Perspective
Do you ever just feel like your standing in a field all alone??? Or that everything you attempt to do never works out?? Well if not you are so lucky!!!! Im having one of those days where nothing is going right and Im very adaptable to change but college is around the corner and relationships are rocky right now. I have all of these tests that I need to take to even be able to get into college and recently have found that I am horrible at studying!!! How crazy is that?? Im not ok with my dreams being out of reach. I just feel like I need to get alone and be with God. This afternoon I had that thought then immediately thought I dont have the strength nor the energy to even do that.("The LORD is my strength and my shield; my heart trusts in him, and I am helped. My heart leaps for joy and I will give thanks to him in song." Psalm 28:7) God quickly spoke to me and made me realize I was doing a lot of moaning and complaining to everyone but him.

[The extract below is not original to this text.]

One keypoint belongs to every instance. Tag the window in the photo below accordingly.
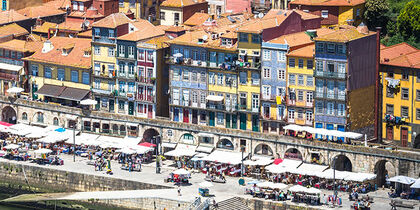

Yes he knows what is in my heart and he knows what my desires are but he likes to hear what I am feeling. Just like when your in a love relationship there has got to be communication on both ends. It is kind of hard to learn about someone and feel comfortable with them when your only talking to yourself and the fact you feel completely retarded talking to yourself is a big reason why communication is a key to ANY kind of relationship lol
I feel like Im stuck in this rut and every time I climb out something tries to push me back in but I just had the revelation that its all in my perspective. Of course I wont succeed if all I'm thinking about is the fear of failing. So many times I think we assume the worst so we wont be disappointed but what a tragedy that is when God is wanting to bless us and build us so high up. I'm reminded of the scripture "but those who hope in the LORD will renew their strength. They will soar on wings like eagles; they will run and not grow weary, they will walk and not be faint." (Isaiah 40:31) Today I know for me I will allow God to speak to me and allow the fear of failure, the fear of disappointment, the fear of this the fear of that the fear.....This list could go on!!! I will allow him to remove those things and yea it may take awhile to get to that place. I love the quote "But I'm a train that's moving
And everyday I'm picking up speed" Its so perfect for where I am. Who knows if this blog will help someone, I pray it does but I guess it starts with me first. So take it from me, If your feeling down or just discouraged lets change our perspective.("Jesus looked at them and said, "With man this is impossible, but with God all things are possible." Matthew 19:26) We have so much potential that its a shame not to walk in that. No matter what your facing I believe in you. The key is believing in yourself first though. I pray this will speak to someone and if not, I know it helped me just to vent a little :) Be blessed and DREAM BIG!!!!!